Sementara beberapa meter dari tempat mereka berada. Danish masih tampak bersemangat berceloteh dengan Fais. 

"Yah, sebenarnya ada mau Danish omongin. Tapi, Ayah janji jangan marah ya?" tanya bocah itu ragu-ragu.

"Emangnya, Danish mau ngomong apa?" Fais memicingkan mata.

"Ayah nggak bakalan marah, kan?" ulang Danish sekali lagi. Mimik wajahnya seperti sedang ketakukan. Tapi ... gemas. 

"Iya, Sayang. Ayah janji nggak bakalan marah. Kan sebentar lagi Danish udah bisa pulang, Ayah senang dong, bukannya marah," bujuk Fais sambil tersenyum.

"Eum ... Yah, tangan spiderman-nya patah." Danish mengambil robot spiderman yang sudah copot sebelah lengannya di bawah bantal, dan memperlihatkannya pada Fais. 

"Mana, sini coba Ayah lihat."

"Ini bukan patah loh, Sayang, tapi, lepas. Bentar ya, ayah pasangin," Fais sembari memasangkan kembali lengan robot itu. 

Cukup sepele sebenarnya, tapi tatapan Danish menyiratkan penuh kekaguman. Itu yang menghangatkan. 

"Nah, jadi, kan!" seru Fais sembari menyerahkan robot di tangannya pada Danish. 

"Horee! Spiderman-nya punya tangan lagi. Ayah hebat, deh. Kalau lepas lagi, nanti bisa dipasang lagi kan, Yah?"

"Bisa dong. Kan, ini robot bongkar pasang." 

.

Tiba di rumah, Fais segera keluar dari mobil dan menggendong Danish yang tadi duduk di sebelahnya. Sementara, Senja dan Bu Maria duduk di kursi belakang. 

"Kok rumahnya sepi ya, Nak?" tanya Bu Maria pada Senja yang baru keluar dari mobil. 

"Iya, Bu. Sepertinya Mas Gibran tidak pulang tadi malam. Sebentar, aku cari kuncinya dulu." 

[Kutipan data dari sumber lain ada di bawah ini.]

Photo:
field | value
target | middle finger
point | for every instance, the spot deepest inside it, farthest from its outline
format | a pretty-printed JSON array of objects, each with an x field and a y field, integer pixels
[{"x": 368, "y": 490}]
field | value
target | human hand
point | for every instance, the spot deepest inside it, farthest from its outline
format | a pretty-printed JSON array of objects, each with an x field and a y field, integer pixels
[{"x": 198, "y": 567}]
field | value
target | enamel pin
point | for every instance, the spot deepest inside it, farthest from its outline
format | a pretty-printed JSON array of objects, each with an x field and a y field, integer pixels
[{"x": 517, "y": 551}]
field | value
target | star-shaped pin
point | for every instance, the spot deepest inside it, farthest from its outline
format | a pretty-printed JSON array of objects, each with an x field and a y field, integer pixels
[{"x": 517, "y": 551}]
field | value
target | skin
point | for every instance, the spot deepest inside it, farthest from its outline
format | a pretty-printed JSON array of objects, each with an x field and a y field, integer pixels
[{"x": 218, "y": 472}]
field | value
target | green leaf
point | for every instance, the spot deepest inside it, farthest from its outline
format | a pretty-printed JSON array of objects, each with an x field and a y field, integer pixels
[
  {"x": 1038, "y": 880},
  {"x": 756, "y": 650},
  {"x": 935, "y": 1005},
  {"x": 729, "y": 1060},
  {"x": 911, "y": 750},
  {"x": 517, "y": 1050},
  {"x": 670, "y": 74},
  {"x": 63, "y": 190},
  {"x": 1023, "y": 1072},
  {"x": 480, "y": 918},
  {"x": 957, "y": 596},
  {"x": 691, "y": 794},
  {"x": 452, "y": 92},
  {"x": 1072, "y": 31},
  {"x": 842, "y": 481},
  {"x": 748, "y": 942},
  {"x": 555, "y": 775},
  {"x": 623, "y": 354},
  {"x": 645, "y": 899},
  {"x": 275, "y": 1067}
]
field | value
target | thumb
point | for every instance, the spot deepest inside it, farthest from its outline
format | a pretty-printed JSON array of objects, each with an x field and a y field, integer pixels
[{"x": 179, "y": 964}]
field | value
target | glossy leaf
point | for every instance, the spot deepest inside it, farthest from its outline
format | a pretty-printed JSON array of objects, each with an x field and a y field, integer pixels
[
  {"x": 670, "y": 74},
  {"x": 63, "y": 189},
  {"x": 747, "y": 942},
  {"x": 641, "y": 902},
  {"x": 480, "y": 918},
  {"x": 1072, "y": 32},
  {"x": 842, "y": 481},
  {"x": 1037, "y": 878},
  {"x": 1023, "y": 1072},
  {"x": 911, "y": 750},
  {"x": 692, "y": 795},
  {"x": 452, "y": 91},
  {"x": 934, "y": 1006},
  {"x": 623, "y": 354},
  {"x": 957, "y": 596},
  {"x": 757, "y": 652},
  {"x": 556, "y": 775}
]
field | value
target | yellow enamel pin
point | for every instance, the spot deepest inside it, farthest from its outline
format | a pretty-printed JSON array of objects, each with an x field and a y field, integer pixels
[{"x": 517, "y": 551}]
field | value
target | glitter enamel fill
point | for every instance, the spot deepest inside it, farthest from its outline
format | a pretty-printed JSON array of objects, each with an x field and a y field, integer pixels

Senja segera membuka tas selempangnya untuk mencari kunci cadangan. Bersamaan dengan kedatangan sebuah mobil SUV berwarna hitam dan berhenti tepat di depan mereka.  

"Senja, Danish!" 

Gibran yang baru keluar dari mobil, menatap orang-orang yang berdiri di depan rumahnya dengan tatapan yang tidak bisa dijabarkan.